Anehnya lagi, saat dalam situasi seperti itu masih saja ada orang yang ingin melawak, tapi tak lucu. Gempa dibuat guyonan, meski terdengar agak menyedihkan. Ada pula yang sengaja memanfaatkan penderitaan itu untuk menyerang pihak tertentu yang sedang berseberangan. Atau, jangan memang itu yang diinginkan.Â
Masyarakat dibuat takut, ngeri, dan galau. Lalu pada saat yang bersamaan diselipkanlah informasi yang seakan benar untuk memengaruhi asumsi publik terhadap sesuatu. Hoaks saling berbenturan untuk memasukkan semacam "keyakinan" baru untuk mendiskreditkan pihak tertentu? Bisa jadi.
Semuanya bercampur menjadi satu: ruwet!
Saya pribadi akhirnya menyadari, bahwa saat ini hoaks sudah masuk ke pelosok, menembus sosok lugu yang bahkan tak bisa membaca. Tadinya, saya berpikir itu tidak mungkin. Tapi melihat masifnya kejadian tidur di luar rumah secara bersamaan di Madura, membuat saya sadar, bahwa medsos sudah menjangkiti semua lapisan dan kalangan.

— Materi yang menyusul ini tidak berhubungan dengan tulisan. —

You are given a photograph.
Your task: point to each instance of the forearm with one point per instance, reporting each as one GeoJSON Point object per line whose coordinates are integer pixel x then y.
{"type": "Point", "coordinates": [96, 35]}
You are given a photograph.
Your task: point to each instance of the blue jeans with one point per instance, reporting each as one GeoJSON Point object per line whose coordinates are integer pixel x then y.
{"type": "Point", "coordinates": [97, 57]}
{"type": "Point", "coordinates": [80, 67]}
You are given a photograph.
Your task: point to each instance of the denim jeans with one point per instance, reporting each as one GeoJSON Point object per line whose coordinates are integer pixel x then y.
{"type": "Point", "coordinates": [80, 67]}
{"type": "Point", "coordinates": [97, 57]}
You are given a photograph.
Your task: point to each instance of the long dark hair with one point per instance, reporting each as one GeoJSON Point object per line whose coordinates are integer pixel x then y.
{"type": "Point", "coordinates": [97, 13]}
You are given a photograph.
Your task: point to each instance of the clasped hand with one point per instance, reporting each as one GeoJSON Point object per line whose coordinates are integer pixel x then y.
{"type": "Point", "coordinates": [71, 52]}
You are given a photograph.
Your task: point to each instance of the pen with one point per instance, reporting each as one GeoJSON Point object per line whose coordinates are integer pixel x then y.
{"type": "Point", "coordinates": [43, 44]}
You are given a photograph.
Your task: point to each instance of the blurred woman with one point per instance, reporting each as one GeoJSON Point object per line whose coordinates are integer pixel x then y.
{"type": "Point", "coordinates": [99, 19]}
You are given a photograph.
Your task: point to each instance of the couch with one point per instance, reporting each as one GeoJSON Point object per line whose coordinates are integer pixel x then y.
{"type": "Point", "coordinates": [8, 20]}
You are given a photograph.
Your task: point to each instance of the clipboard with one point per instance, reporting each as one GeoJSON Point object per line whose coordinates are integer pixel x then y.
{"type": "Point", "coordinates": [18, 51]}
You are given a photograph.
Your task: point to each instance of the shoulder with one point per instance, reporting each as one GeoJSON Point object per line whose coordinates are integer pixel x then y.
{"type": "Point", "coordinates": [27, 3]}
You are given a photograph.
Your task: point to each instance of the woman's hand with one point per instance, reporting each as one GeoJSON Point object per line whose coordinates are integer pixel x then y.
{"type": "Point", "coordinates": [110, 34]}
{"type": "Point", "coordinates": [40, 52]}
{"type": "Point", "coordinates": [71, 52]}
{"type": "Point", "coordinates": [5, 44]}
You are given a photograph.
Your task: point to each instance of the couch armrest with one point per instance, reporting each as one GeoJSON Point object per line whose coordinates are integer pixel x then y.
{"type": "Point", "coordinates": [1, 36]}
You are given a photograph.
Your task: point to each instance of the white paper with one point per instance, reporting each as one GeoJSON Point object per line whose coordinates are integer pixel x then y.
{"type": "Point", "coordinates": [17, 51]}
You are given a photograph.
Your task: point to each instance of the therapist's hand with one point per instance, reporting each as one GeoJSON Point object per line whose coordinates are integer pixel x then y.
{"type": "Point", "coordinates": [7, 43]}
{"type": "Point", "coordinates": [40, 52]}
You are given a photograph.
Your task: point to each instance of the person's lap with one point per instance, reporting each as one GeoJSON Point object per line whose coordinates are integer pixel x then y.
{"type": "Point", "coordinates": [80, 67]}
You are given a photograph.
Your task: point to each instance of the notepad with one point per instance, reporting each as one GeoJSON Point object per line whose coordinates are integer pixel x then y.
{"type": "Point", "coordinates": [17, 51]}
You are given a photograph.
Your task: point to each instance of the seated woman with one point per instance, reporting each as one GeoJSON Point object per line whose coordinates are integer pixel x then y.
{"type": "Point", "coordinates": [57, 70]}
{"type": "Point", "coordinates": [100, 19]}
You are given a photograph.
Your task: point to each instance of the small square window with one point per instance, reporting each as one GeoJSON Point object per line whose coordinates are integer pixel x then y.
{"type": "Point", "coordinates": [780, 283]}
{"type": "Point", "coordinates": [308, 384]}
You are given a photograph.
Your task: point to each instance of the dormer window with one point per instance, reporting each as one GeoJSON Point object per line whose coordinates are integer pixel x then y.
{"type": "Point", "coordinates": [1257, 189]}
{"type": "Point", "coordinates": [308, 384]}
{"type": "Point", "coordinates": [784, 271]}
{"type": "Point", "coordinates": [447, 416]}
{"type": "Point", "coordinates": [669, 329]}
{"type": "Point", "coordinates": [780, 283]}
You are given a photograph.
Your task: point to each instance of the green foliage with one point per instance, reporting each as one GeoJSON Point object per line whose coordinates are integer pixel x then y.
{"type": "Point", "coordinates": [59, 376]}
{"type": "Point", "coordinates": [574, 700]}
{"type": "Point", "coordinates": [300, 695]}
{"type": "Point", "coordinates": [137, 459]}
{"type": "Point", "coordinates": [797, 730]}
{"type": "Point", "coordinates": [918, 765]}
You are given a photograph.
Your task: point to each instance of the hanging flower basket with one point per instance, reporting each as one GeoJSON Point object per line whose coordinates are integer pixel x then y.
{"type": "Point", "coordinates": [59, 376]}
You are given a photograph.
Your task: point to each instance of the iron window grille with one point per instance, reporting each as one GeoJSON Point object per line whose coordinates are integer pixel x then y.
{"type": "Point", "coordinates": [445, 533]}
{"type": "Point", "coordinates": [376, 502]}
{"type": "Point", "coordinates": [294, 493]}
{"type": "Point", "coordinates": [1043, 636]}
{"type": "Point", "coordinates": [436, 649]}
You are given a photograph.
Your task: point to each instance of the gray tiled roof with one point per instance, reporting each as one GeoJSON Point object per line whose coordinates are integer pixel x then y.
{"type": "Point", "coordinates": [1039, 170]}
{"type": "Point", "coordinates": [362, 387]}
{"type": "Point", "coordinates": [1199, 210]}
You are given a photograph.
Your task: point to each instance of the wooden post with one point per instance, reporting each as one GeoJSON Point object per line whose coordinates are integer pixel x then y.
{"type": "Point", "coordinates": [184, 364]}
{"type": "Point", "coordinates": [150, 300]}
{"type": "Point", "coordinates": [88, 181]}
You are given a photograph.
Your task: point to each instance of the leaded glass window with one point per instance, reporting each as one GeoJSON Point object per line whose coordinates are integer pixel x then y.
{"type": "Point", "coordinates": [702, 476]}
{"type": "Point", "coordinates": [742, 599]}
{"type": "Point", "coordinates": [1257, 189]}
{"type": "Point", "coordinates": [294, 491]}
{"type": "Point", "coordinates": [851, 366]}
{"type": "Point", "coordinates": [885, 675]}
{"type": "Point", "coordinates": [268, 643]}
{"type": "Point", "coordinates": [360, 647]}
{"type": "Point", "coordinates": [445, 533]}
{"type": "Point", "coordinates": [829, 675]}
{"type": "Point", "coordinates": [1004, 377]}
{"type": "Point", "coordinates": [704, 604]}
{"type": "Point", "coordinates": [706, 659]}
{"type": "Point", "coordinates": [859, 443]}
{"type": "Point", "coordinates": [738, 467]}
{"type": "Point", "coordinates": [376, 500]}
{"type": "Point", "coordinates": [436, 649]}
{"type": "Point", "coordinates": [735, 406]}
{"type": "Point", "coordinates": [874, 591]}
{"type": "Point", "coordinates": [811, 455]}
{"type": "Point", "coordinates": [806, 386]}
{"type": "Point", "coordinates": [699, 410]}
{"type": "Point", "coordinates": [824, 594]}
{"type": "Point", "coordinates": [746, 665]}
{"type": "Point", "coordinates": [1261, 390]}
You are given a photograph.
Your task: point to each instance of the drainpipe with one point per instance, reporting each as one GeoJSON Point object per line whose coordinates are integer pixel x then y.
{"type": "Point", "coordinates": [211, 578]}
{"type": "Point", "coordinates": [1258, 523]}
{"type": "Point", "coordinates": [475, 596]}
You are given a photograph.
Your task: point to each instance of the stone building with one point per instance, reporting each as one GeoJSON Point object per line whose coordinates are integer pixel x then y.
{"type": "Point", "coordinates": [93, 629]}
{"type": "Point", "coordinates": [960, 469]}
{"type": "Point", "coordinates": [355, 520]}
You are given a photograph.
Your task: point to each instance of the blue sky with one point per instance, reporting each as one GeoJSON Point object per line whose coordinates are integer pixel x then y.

Penyebabnya? Tak lain dan tak bukan adalah generasi gadget yang sembarangan menerima dan menyebarkan informasi. Asal baca lalu dibagikan. Asal mendengar lalu diceritakan. Maka, mulai dari sekarang hentikan! Mari bersama belajar cerdas untuk mengonsumsi informasi dan membagikannya.
Setidaknya, hentikan hoaks itu di hape ada, delete. Pastikan menerima informasi yang benar, terutama dari pihak yang memiliki legitimasi untuk itu. Kalau bencana, ya, info terbaik tetap dari BMKG atau BNPB. Begitu juga dengan yang lainnya.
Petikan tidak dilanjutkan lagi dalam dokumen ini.